Recently the OSR Server has been posting a lot of campaign-building questions, huh? These are answers from my setting, the Dawn State, for questions from both The Slopyard and from The Mad Queen’s Court. Definitely check both blogs out – they’re both quite prolific within the OSR blogosphere.
The Mad Queen (Vayra) asks:
1) What class knows the most martial arts? Are they real martial arts like kung fu, or made up ones like krav maga?
2) Can I start out having already made a deal with the devil or do I have to do that in game?
3) Do you want me to write an 8-page backstory? Can I write an 8-page backstory, if I want to? If I write something down in it like I’m the timelost princess of the brass city and the daughter of the sun and I commanded legions in the Hell War but was betrayed by my father’s vizier but I don’t know that, or that I’m elf conan and cooler than everyone else, will that be true?

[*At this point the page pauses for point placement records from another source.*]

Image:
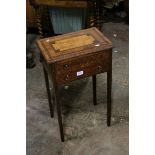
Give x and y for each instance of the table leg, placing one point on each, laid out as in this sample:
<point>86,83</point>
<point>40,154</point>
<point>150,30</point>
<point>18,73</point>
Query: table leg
<point>109,83</point>
<point>59,114</point>
<point>48,93</point>
<point>94,89</point>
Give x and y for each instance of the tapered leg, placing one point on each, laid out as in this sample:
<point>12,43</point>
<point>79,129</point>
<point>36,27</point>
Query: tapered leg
<point>49,93</point>
<point>59,114</point>
<point>94,89</point>
<point>109,84</point>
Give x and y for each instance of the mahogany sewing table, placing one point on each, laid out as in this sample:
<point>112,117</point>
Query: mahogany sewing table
<point>74,56</point>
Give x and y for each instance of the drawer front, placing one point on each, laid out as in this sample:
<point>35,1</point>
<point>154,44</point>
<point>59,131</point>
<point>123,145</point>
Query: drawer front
<point>73,69</point>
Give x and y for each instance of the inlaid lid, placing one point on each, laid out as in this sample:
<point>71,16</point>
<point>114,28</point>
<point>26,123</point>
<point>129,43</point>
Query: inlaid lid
<point>73,44</point>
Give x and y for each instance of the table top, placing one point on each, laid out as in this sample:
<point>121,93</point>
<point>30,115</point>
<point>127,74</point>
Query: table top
<point>74,44</point>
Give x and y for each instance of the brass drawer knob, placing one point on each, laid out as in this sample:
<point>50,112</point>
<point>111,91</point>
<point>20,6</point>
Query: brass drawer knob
<point>66,77</point>
<point>66,66</point>
<point>99,68</point>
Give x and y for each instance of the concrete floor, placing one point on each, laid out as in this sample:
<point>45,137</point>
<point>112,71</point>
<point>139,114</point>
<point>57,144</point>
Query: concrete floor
<point>85,127</point>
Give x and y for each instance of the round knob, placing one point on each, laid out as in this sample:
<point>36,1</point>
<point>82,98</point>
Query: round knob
<point>99,68</point>
<point>66,77</point>
<point>66,66</point>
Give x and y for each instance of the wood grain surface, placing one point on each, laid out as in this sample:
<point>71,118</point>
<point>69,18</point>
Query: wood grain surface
<point>76,44</point>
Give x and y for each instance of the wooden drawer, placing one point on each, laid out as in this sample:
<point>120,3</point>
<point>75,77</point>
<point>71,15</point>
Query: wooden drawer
<point>73,69</point>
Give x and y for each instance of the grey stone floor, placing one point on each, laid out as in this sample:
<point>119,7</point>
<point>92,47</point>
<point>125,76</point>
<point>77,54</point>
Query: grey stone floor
<point>85,127</point>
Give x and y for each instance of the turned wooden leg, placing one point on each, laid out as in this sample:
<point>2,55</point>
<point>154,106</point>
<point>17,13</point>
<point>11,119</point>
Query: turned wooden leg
<point>109,84</point>
<point>94,89</point>
<point>59,113</point>
<point>48,93</point>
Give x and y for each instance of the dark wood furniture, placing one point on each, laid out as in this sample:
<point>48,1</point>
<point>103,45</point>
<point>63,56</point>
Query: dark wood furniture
<point>94,13</point>
<point>74,56</point>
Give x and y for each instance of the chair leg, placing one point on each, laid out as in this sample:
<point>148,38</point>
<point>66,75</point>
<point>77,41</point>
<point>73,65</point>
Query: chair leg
<point>94,89</point>
<point>109,84</point>
<point>48,93</point>
<point>59,113</point>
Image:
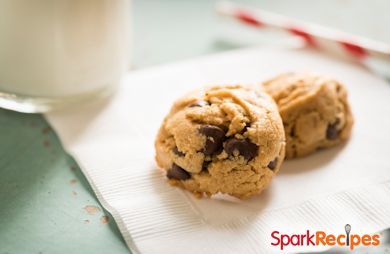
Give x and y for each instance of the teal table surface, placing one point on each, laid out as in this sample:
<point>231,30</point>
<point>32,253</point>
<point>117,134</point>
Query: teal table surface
<point>46,204</point>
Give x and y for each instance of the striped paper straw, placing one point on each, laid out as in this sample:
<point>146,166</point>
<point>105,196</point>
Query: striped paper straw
<point>317,36</point>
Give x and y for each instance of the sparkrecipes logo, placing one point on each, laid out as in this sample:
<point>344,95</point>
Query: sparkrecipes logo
<point>321,238</point>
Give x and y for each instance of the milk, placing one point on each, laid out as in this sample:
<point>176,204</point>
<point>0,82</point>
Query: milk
<point>62,48</point>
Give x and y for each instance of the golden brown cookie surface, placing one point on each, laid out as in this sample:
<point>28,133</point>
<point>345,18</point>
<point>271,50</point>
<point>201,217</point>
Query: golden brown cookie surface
<point>315,111</point>
<point>226,139</point>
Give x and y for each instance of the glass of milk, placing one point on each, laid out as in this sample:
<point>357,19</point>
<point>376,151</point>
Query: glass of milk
<point>61,52</point>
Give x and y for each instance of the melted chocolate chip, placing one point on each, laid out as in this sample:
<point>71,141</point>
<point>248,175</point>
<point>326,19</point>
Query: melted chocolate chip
<point>176,151</point>
<point>178,173</point>
<point>199,104</point>
<point>244,147</point>
<point>332,132</point>
<point>272,164</point>
<point>215,137</point>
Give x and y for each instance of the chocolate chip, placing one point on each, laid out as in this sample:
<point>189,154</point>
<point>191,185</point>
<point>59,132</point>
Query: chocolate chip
<point>332,132</point>
<point>244,147</point>
<point>205,165</point>
<point>272,164</point>
<point>178,173</point>
<point>215,137</point>
<point>199,104</point>
<point>176,151</point>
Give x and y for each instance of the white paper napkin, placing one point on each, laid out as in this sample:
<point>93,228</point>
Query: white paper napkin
<point>113,143</point>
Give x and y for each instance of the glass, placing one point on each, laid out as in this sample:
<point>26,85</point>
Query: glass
<point>59,52</point>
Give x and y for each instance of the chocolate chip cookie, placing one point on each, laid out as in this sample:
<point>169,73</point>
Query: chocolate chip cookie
<point>314,109</point>
<point>222,139</point>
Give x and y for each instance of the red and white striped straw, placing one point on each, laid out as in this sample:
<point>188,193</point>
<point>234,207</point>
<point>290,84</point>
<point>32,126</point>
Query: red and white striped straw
<point>314,35</point>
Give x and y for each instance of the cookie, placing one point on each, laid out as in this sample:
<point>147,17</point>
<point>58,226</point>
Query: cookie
<point>315,111</point>
<point>222,139</point>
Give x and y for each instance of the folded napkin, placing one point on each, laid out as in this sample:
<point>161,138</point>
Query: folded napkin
<point>113,142</point>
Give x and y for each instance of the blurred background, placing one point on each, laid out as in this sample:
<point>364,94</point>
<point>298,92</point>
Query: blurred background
<point>172,30</point>
<point>46,205</point>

4) If I eat someone’s heart, will I gain their powers? What about their brain?
5) These classes are boring, can I be one from somewhere else? What about from a different system entirely?
6) If I make a sword, which one of us gets to name it?
7) Am I allowed to kill the other player characters? What would I have to do to be allowed to? Do I win if I kill them all? Actually, how do I win in general?
8) What language stands in for ‘Common’? Or what are we all talking to each other in? Like the party, mostly, but also everyone else?
9) How do I learn how to talk to rocks? No not once a day just, like, normally?
10) Which kinds of wizards get to serve kings and live in towers and shit and which ones are run out of town or stoned to death in the streets? Can I be both? At the same time?
1. There is no such class. The Asians Represent! podcast and YouTube channel has done a fairly deep dive into cultural stereotypes about East Asia, and one of the themes that comes up is the core idea that the “monk” class in D&D just straight-up doesn’t belong with a lot of the other character classes of D&D. I realize that “martial arts” can be extricated from the “monk” and vice versa, but the memetic weight of the D&D monk is such that I find an extrication doesn’t work without going into exacting detail about non-Asian martial arts…something I was unwilling to do for my preferred form of D&D, which is a relatively culturally light one.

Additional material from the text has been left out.